I spent more hours than I could count inside Ellis Library when I was a student at the University of Missouri.
It’s a big building, more or less in the middle of campus, which is handy if you expect students to, you know, go inside, poke around and discover things. There’s a side door that leads – well, used to anyway – to a small theater where they showed classic films that one is supposed to have seen. I think it’s where I saw “Citizen Kane.” Love that space.
Another side door opened to a long hallway. Somewhere down that hallway was the State Historical Society of Missouri. What I remember is that they displayed art – generally editorial cartoons from newspapers – in that long hallway and anyone was welcome to view it. Walk in. Learn something. It’s free. I greatly enjoyed that.
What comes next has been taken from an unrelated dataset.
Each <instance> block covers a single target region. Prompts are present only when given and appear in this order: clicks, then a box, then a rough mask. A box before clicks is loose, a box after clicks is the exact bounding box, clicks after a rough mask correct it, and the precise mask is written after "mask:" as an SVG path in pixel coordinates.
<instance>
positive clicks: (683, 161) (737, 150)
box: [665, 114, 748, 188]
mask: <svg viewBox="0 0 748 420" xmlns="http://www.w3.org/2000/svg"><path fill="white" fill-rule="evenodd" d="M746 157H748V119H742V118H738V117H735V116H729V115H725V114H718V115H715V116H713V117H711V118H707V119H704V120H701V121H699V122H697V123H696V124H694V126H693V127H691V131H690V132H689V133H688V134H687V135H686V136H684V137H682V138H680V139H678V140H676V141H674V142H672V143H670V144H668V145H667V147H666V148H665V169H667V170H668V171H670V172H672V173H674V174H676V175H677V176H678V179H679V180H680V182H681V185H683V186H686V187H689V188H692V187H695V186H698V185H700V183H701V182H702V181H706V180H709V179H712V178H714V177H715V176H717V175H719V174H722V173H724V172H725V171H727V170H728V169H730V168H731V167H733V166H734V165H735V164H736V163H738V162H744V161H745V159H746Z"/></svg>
That was decades ago. As of last Saturday, the State Historical Society of Missouri has a new home. It’s on Elm Street across from Peace Park, so for all intents and purposes it’s still on campus, which is a fine thing.
The Center for Missouri Studies gives the Historical Society far more space now for research, classes, events and, yes, the display of art. The George Caleb Binghams as well as the Thomas Hart Benton “The Year of Peril” works currently on display are terrific, as is the Greta Kempton painting of Harry, Bess and Margaret Truman.
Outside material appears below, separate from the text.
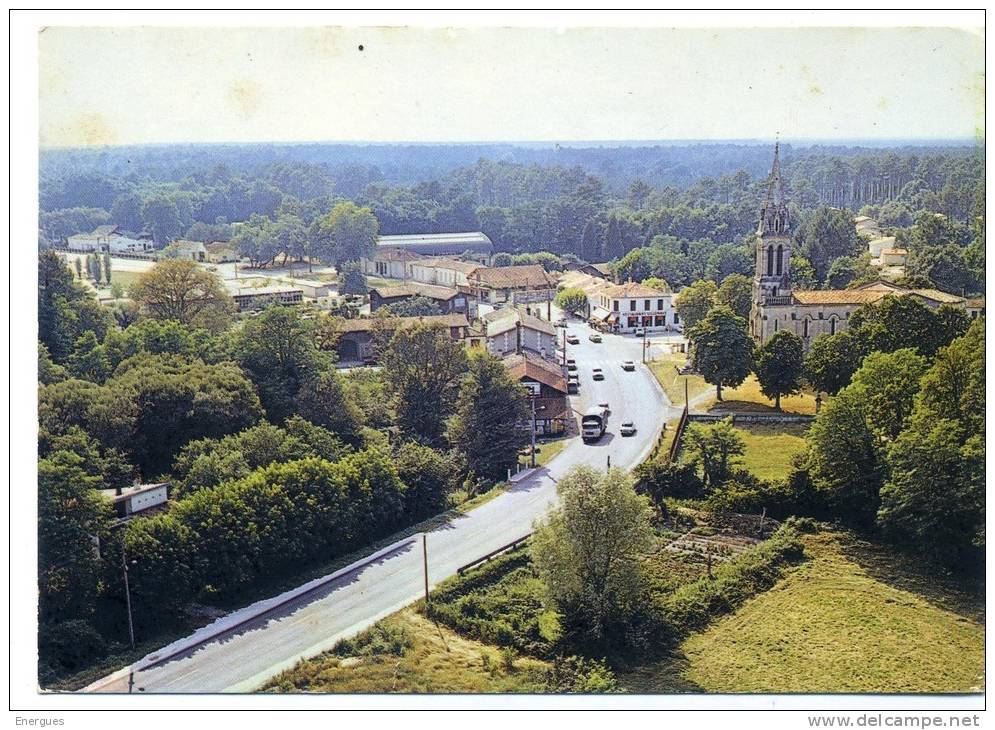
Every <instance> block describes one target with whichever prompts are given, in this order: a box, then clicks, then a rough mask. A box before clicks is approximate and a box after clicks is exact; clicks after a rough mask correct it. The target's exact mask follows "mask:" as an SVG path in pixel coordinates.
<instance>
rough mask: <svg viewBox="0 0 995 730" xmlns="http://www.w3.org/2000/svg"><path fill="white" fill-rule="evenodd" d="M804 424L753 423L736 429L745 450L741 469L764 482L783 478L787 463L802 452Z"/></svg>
mask: <svg viewBox="0 0 995 730" xmlns="http://www.w3.org/2000/svg"><path fill="white" fill-rule="evenodd" d="M807 430H808V426H807V425H805V424H800V423H799V424H796V423H783V424H770V425H767V424H754V423H744V424H741V425H738V426H736V432H737V433H738V434H739V435H740V436H741V437H742V438H743V441H744V442H745V445H746V450H745V452H744V454H743V467H744V468H746V469H747V470H749V471H750V472H751V473H752V474H753V475H754V476H755V477H757V478H759V479H766V480H777V479H783V478H784V477H786V476H787V475H788V473H789V472H790V470H791V462H792V460H793V459H794V457H795V456H796V455H797V454H800V453H801V452H802V451H804V449H805V432H806V431H807Z"/></svg>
In short, this place is marvelous, something our state has needed for a long, long time.
“Those of us who are students of history celebrate this day,” said Clyde Ruffin, a theater professor at the university and a Columbia City Council member.
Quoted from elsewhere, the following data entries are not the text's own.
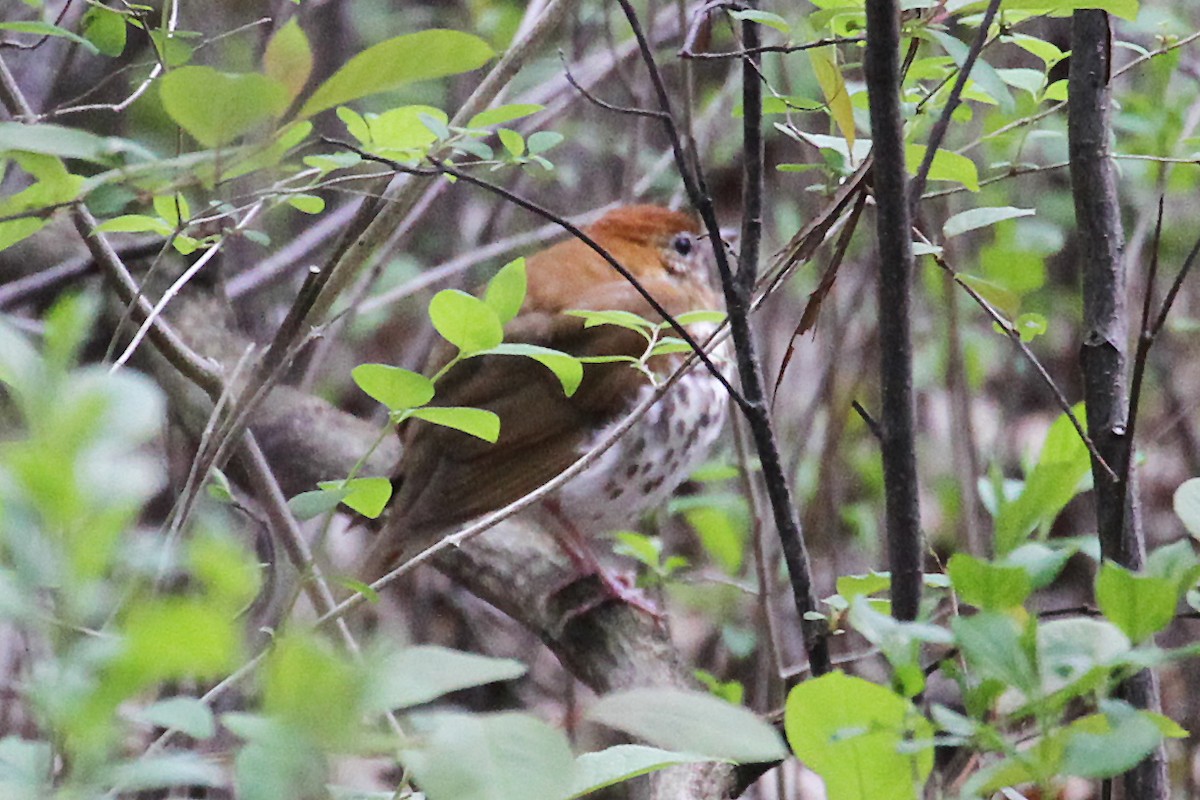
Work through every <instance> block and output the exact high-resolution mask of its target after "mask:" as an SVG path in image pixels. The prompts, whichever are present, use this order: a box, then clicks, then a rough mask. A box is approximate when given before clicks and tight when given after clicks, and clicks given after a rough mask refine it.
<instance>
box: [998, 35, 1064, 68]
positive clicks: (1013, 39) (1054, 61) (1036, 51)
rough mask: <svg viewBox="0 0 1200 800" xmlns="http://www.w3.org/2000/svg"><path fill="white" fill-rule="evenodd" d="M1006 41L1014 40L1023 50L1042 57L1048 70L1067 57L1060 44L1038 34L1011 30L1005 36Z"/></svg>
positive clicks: (1014, 42)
When I visit – family history research apparently never ends – I won’t pass up the chance to see a Benton or a Bingham, but the stacks of books and microfilm will be the main draw.
“Archives really are our labs,” said Catherine Rymph, chair of the History Department at Mizzou.
She said the university is developing a minor in Missouri studies. I wouldn’t trade my days on campus for anything, but it would have been nice if they’d had that back then.
Oh well. The main thing is to keep looking forward, and this facility will help us do that.
Forgive me for bringing up again one of Truman’s more popular quotes: “The only thing new in the world is the history you don’t know.” It’s true, and it’s worth remembering.
But it’s also true that invariably there’s more to the story than we remember, that life was as complex and challenging back in the day as it seems now, and that flesh-and-blood people – not the almighty hand of history – make the decisions that shape our world. It’s time to hit the stacks.